The OS, like many other organisations whose business is exploiting data, don’t capitalise the value of the database.

It is more valuable to look at the asset value of the systems developed to maintain it over that period.

For full details of the potential value of the database as an asset are detailed in the annual accounts, for last year at

and indeed for all years as a trading fund on the website.


As a long time user and critic of OS data, and usually a pain-in-the-**** of OS, I have to say that many of the comments about the price, the restrictive copyright and derived data conditions and the variable quality of OS data, pale into insignificance with other GI data sources. I sometimes wonder if anyone has ever tried to acquire and use geological, hydrographic and air photography from other GB GI data vendors. Sure, the OS data is expensive to acquire and restrictive in use, but, heck, they are not the only ones. And, if it is all so damn easy to acquire and publish cheaply, why hasn’t anyone else done it? Openstreetmap may be a start but I’m sure my grandson will be an old man before anythinguseable comes of it.

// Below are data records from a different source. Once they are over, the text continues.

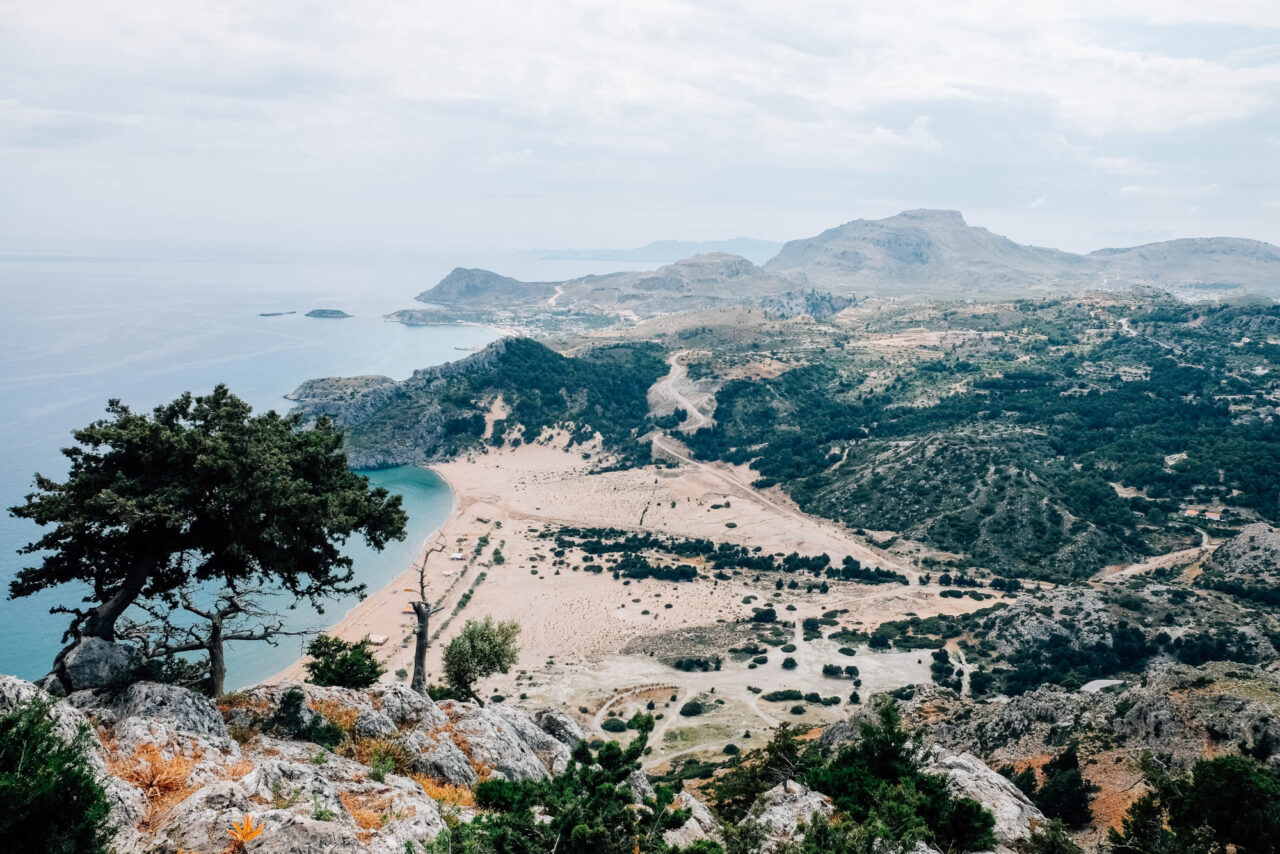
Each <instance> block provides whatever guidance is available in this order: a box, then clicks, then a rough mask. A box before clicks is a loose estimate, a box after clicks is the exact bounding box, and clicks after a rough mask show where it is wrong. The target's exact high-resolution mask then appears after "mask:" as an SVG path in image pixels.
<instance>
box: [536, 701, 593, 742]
mask: <svg viewBox="0 0 1280 854" xmlns="http://www.w3.org/2000/svg"><path fill="white" fill-rule="evenodd" d="M534 720H535V721H538V726H540V727H543V730H544V731H545V732H547V734H548V735H550V736H552V737H553V739H556V740H557V741H559V743H561V744H563V745H564V746H567V748H570V749H572V748H575V746H577V743H579V741H581V740H582V739H585V737H586V736H585V735H584V734H582V727H581V726H579V723H577V721H575V720H573V718H571V717H570V716H568V713H567V712H564V711H563V709H558V708H553V707H547V708H544V709H539V711H536V712H534Z"/></svg>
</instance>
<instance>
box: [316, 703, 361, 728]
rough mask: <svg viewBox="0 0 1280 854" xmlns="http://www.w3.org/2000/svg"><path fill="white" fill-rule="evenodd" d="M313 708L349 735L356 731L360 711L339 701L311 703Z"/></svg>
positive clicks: (333, 724)
mask: <svg viewBox="0 0 1280 854" xmlns="http://www.w3.org/2000/svg"><path fill="white" fill-rule="evenodd" d="M311 708H312V709H314V711H316V712H320V714H321V716H324V718H325V720H326V721H329V722H330V723H333V725H334V726H337V727H338V729H339V730H342V731H343V732H346V734H348V735H349V734H351V732H352V730H355V729H356V717H357V716H358V714H360V709H355V708H349V707H346V705H343V704H342V703H339V702H338V700H315V702H314V703H311Z"/></svg>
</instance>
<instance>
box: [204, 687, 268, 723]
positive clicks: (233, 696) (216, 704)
mask: <svg viewBox="0 0 1280 854" xmlns="http://www.w3.org/2000/svg"><path fill="white" fill-rule="evenodd" d="M214 704H215V705H216V707H218V711H219V712H221V713H223V717H227V714H228V713H229V712H230V711H232V709H253V711H255V712H260V713H262V714H266V713H268V712H270V711H271V704H270V703H269V702H266V699H264V698H253V697H250V694H248V691H232V693H230V694H223V695H221V697H219V698H218V699H216V700H214Z"/></svg>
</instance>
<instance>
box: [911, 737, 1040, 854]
mask: <svg viewBox="0 0 1280 854" xmlns="http://www.w3.org/2000/svg"><path fill="white" fill-rule="evenodd" d="M922 769H923V771H924V772H927V773H936V775H941V776H943V777H946V780H947V787H948V789H950V790H951V793H952V794H955V795H957V796H960V798H972V799H974V800H977V802H978V803H979V804H982V805H983V807H986V808H987V809H989V810H991V814H992V816H995V817H996V827H995V828H993V832H995V834H996V841H998V842H1000V844H1001V845H1009V846H1012V845H1014V844H1015V842H1019V841H1023V840H1025V839H1028V837H1029V836H1030V834H1032V822H1036V823H1039V822H1043V821H1044V816H1043V814H1042V813H1041V810H1039V809H1037V808H1036V804H1033V803H1032V802H1030V800H1028V799H1027V795H1024V794H1023V793H1021V790H1020V789H1019V787H1018V786H1015V785H1014V784H1012V782H1010V781H1009V780H1007V778H1005V777H1004V776H1001V775H998V773H996V772H995V771H992V769H991V768H988V767H987V763H984V762H983V761H982V759H979V758H978V757H975V755H973V754H972V753H952V752H951V750H947V749H946V748H942V746H938V745H933V746H932V748H931V749H929V754H928V758H927V761H925V763H924V766H923V768H922Z"/></svg>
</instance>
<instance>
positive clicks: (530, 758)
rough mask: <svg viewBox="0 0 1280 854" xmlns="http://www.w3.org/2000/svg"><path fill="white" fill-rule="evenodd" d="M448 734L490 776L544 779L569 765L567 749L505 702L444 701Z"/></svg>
mask: <svg viewBox="0 0 1280 854" xmlns="http://www.w3.org/2000/svg"><path fill="white" fill-rule="evenodd" d="M440 708H442V709H443V711H444V713H445V714H448V716H449V721H451V723H452V727H451V735H452V737H454V739H457V740H462V741H463V743H465V744H467V745H468V746H470V753H468V758H470V759H471V762H472V763H475V764H476V766H479V767H481V768H483V769H484V772H485V773H488V775H489V776H490V777H500V778H504V780H545V778H547V777H549V776H552V775H557V773H561V772H562V771H564V768H566V767H567V766H568V759H570V749H568V748H567V746H566V745H564V743H563V741H559V740H557V739H554V737H552V736H550V735H549V734H548V732H547V731H545V730H543V729H541V727H540V726H538V723H535V722H534V720H532V718H530V717H529V716H527V714H525V713H524V712H521V711H518V709H516V708H512V707H509V705H506V704H493V705H484V707H480V705H476V704H474V703H458V702H452V700H451V702H444V703H442V704H440Z"/></svg>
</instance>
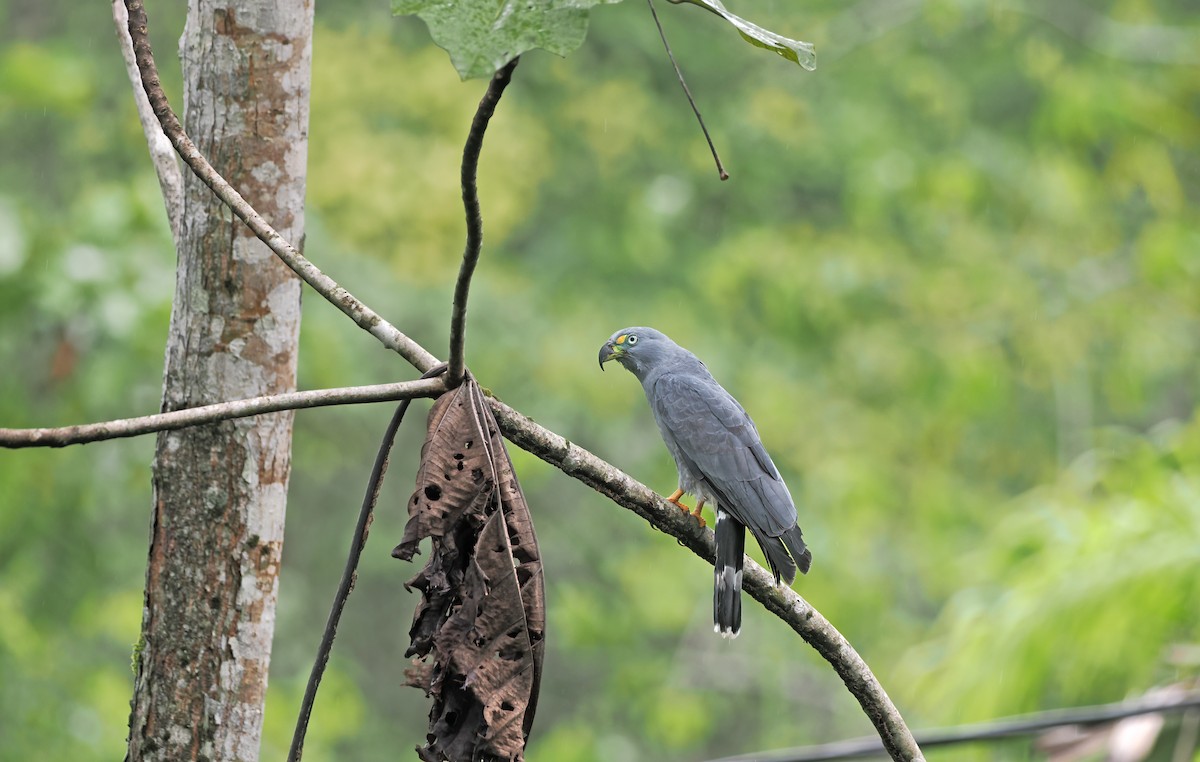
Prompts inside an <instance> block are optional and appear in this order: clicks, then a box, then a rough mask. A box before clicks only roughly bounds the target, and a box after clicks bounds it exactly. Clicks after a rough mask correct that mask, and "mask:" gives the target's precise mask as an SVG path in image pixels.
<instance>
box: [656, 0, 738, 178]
mask: <svg viewBox="0 0 1200 762" xmlns="http://www.w3.org/2000/svg"><path fill="white" fill-rule="evenodd" d="M646 1H647V2H648V4H649V6H650V16H653V17H654V25H655V26H658V28H659V37H662V47H664V48H666V49H667V58H668V59H671V66H673V67H674V70H676V77H677V78H678V79H679V86H680V88H683V94H684V95H686V96H688V103H689V104H690V106H691V113H692V114H695V115H696V121H698V122H700V131H701V132H703V133H704V139H706V140H708V150H709V151H712V152H713V161H714V162H716V174H718V175H719V176H720V178H721V180H728V179H730V173H727V172H725V164H722V163H721V157H720V155H719V154H718V152H716V146H715V145H713V137H712V136H710V134H708V127H706V126H704V118H703V116H701V115H700V108H698V107H697V106H696V98H694V97H691V90H690V89H689V88H688V80H686V79H684V78H683V70H680V68H679V65H678V64H677V62H676V60H674V53H672V52H671V43H670V42H667V32H666V31H665V30H664V29H662V23H661V22H660V20H659V12H658V11H656V10H655V8H654V0H646ZM671 1H672V2H678V1H682V0H671Z"/></svg>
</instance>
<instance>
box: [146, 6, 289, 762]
mask: <svg viewBox="0 0 1200 762" xmlns="http://www.w3.org/2000/svg"><path fill="white" fill-rule="evenodd" d="M312 8H313V6H312V0H242V1H241V2H235V4H230V2H227V1H222V2H216V1H214V0H191V4H190V7H188V16H187V28H186V30H185V34H184V40H182V42H181V56H182V62H184V80H185V83H184V88H185V92H184V108H185V126H186V130H187V132H188V134H191V136H192V139H193V140H194V142H196V144H197V145H198V146H199V149H200V150H202V151H203V152H204V154H205V155H206V156H208V157H209V160H210V161H211V162H212V164H214V166H215V167H216V169H217V170H218V172H220V173H222V174H223V175H224V176H226V178H227V179H228V180H229V181H230V182H232V184H233V185H234V187H238V188H239V190H240V191H241V193H242V194H244V196H245V197H246V199H247V200H248V202H250V203H251V204H253V205H254V206H256V208H257V209H258V210H259V211H260V212H262V214H263V216H265V217H266V218H268V220H270V221H271V222H272V223H274V224H275V227H276V228H277V229H278V230H280V232H281V233H282V234H283V235H284V236H287V238H288V239H289V240H292V241H298V242H299V241H301V240H302V235H304V197H305V163H306V157H307V127H308V88H310V82H311V72H310V62H311V53H312V46H311V41H312ZM299 328H300V282H299V280H298V278H296V277H295V276H294V275H293V274H292V272H290V271H289V270H288V269H287V268H284V266H283V265H282V264H281V263H280V262H278V260H277V259H276V258H275V256H274V254H272V253H271V252H270V251H269V250H268V248H266V246H264V245H263V244H262V242H259V241H258V240H257V239H256V238H254V236H253V234H251V233H250V230H248V229H247V228H246V227H245V226H244V224H242V223H241V222H240V221H236V218H234V217H233V216H232V215H230V214H229V211H228V210H227V209H224V208H223V206H222V204H221V203H220V202H217V199H216V198H215V197H214V196H212V193H211V191H209V188H208V187H206V186H204V185H203V184H202V182H199V181H198V180H197V179H196V178H194V176H193V175H191V174H188V175H187V178H186V181H185V198H184V212H182V229H181V240H180V246H179V265H178V272H176V287H175V301H174V308H173V311H172V317H170V331H169V336H168V340H167V364H166V374H164V380H163V403H162V409H163V410H175V409H180V408H188V407H193V406H198V404H205V403H210V402H217V401H222V400H234V398H240V397H251V396H256V395H264V394H275V392H281V391H288V390H292V389H294V388H295V367H296V338H298V334H299ZM290 452H292V414H290V413H276V414H271V415H260V416H258V418H253V419H245V420H239V421H227V422H223V424H216V425H208V426H200V427H196V428H190V430H185V431H178V432H167V433H163V434H160V437H158V440H157V450H156V454H155V463H154V494H155V502H154V517H152V526H151V538H150V558H149V564H148V569H146V592H145V607H144V610H143V622H142V642H140V644H139V649H138V658H137V682H136V686H134V696H133V702H132V714H131V718H130V748H128V758H130V760H134V761H137V760H170V761H172V762H178V761H180V760H202V758H203V760H257V758H258V752H259V745H260V736H262V727H263V701H264V697H265V695H266V673H268V666H269V662H270V655H271V636H272V634H274V629H275V601H276V592H277V589H278V580H277V575H278V570H280V554H281V551H282V547H283V515H284V508H286V502H287V486H288V474H289V469H290Z"/></svg>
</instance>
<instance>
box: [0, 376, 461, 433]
mask: <svg viewBox="0 0 1200 762" xmlns="http://www.w3.org/2000/svg"><path fill="white" fill-rule="evenodd" d="M443 391H445V386H444V385H443V383H442V379H439V378H432V379H422V380H410V382H400V383H396V384H378V385H373V386H346V388H343V389H317V390H313V391H292V392H288V394H281V395H271V396H266V397H251V398H250V400H234V401H232V402H218V403H216V404H205V406H203V407H198V408H187V409H186V410H173V412H170V413H158V414H156V415H143V416H140V418H126V419H120V420H115V421H103V422H101V424H82V425H78V426H62V427H60V428H0V448H8V449H17V448H64V446H66V445H68V444H86V443H89V442H101V440H103V439H120V438H124V437H137V436H139V434H149V433H154V432H158V431H173V430H176V428H186V427H187V426H199V425H200V424H214V422H216V421H223V420H228V419H232V418H247V416H250V415H260V414H263V413H278V412H282V410H296V409H300V408H316V407H325V406H330V404H356V403H360V402H386V401H390V400H409V398H413V397H436V396H438V395H439V394H442V392H443Z"/></svg>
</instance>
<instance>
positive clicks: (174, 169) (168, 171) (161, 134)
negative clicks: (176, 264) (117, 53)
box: [113, 0, 184, 248]
mask: <svg viewBox="0 0 1200 762" xmlns="http://www.w3.org/2000/svg"><path fill="white" fill-rule="evenodd" d="M113 22H115V23H116V37H118V40H119V41H120V43H121V58H124V59H125V73H126V74H127V76H128V78H130V84H131V85H133V102H134V103H136V104H137V108H138V121H140V122H142V132H143V133H144V134H145V138H146V148H149V149H150V160H151V161H152V162H154V169H155V173H156V174H157V175H158V187H160V188H161V190H162V202H163V205H166V208H167V218H168V220H169V221H170V236H172V240H174V241H175V248H179V226H180V220H182V216H184V173H182V172H181V170H180V168H179V160H178V158H175V149H174V148H172V145H170V140H169V139H167V136H166V134H164V133H163V131H162V126H161V125H160V124H158V120H157V118H155V115H154V109H152V108H150V100H149V98H148V97H146V94H145V90H144V89H143V88H142V74H140V72H138V62H137V59H134V58H133V40H132V38H131V37H130V14H128V12H127V11H126V10H125V0H113Z"/></svg>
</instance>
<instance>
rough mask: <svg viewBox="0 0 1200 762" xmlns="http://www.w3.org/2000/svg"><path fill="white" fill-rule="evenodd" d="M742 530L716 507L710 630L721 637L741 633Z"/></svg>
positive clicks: (724, 636)
mask: <svg viewBox="0 0 1200 762" xmlns="http://www.w3.org/2000/svg"><path fill="white" fill-rule="evenodd" d="M745 546H746V528H745V527H744V526H743V524H742V523H740V522H739V521H738V520H737V518H733V517H732V516H730V515H728V514H727V512H726V511H724V510H722V509H721V508H720V506H719V505H718V506H716V564H715V565H714V566H713V577H714V578H713V582H714V584H713V625H714V626H713V629H714V630H715V631H716V632H718V634H719V635H720V636H721V637H737V636H738V632H739V631H740V630H742V557H743V556H744V554H745Z"/></svg>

I believe that the OS could strike a balance and offer Meridan and Strategi for free to the public. This then might be comparable to data made available in the US market, though in fairness, the physical landscape doesn’t change very much over time. The las time I checked, the Mississippi River still runs from the State of Minnesota to the Gulf of Mexico. Yes, local authorities do capture and sell their data to the commercial sector, and many in the commercial sector continue to use the blog maligned USGS 1:24K series of maps. Most of these large scale datasets that the local authorities generate there also hold far much more attribute information than MasterMap, though in fairness there might not be the same level of detail captured from one authority to the next, but there is a collective effort in this direction.

Anyway, I think it would be good PR if the OS provided these aforementioned products and perhaps a generalised version of Landline at low cost or free. There should also be a serious review on the restrictions of sharing datasets derived from OS products.

Also, I would invite readers to check this local authority’s website. Pricing schemes are provided for their datasets. Some datasets are listed as free, including Lidar datasets!

More free data at this url which includes every street and road in the State of Minnesota


I don’t agree with public geo data position, the current draft of INSPIRE will still increase the availability of information across Europe while maintaining the ability to continue to adequately fund its collection through licensing where necessary.


I notice that there are at least two arguments above that go “The OS licensing system may be bad, but have you seen the other guys?”

Now, forgive me for being presumptuous, but I could have sworn that such ‘least-bad-is-best’ thinking was supposed to have been confined to the history books. Punch in the arm instead of a kick in the teeth? Me sir, me sir!

[…] Debate continues in response to a recent article posted by The Guardian (Give us back our crown jewels – Mar. 9, 2006)newspaper last week on the topic of charging for spatial information – commonly known as geodata. Traditionally the issue of charging has been quite polarized with different figures and facts being used, not to mention emotions. Few have commented on the issue of scale though – so let’s take a look at that. […]

Maybe “least-bad-is-best” – or more to the point is “least-bad-is-better-than-none”. I did mention data “owned” by other government bodies in my first message. Has anyone compared access to that data with access to OS?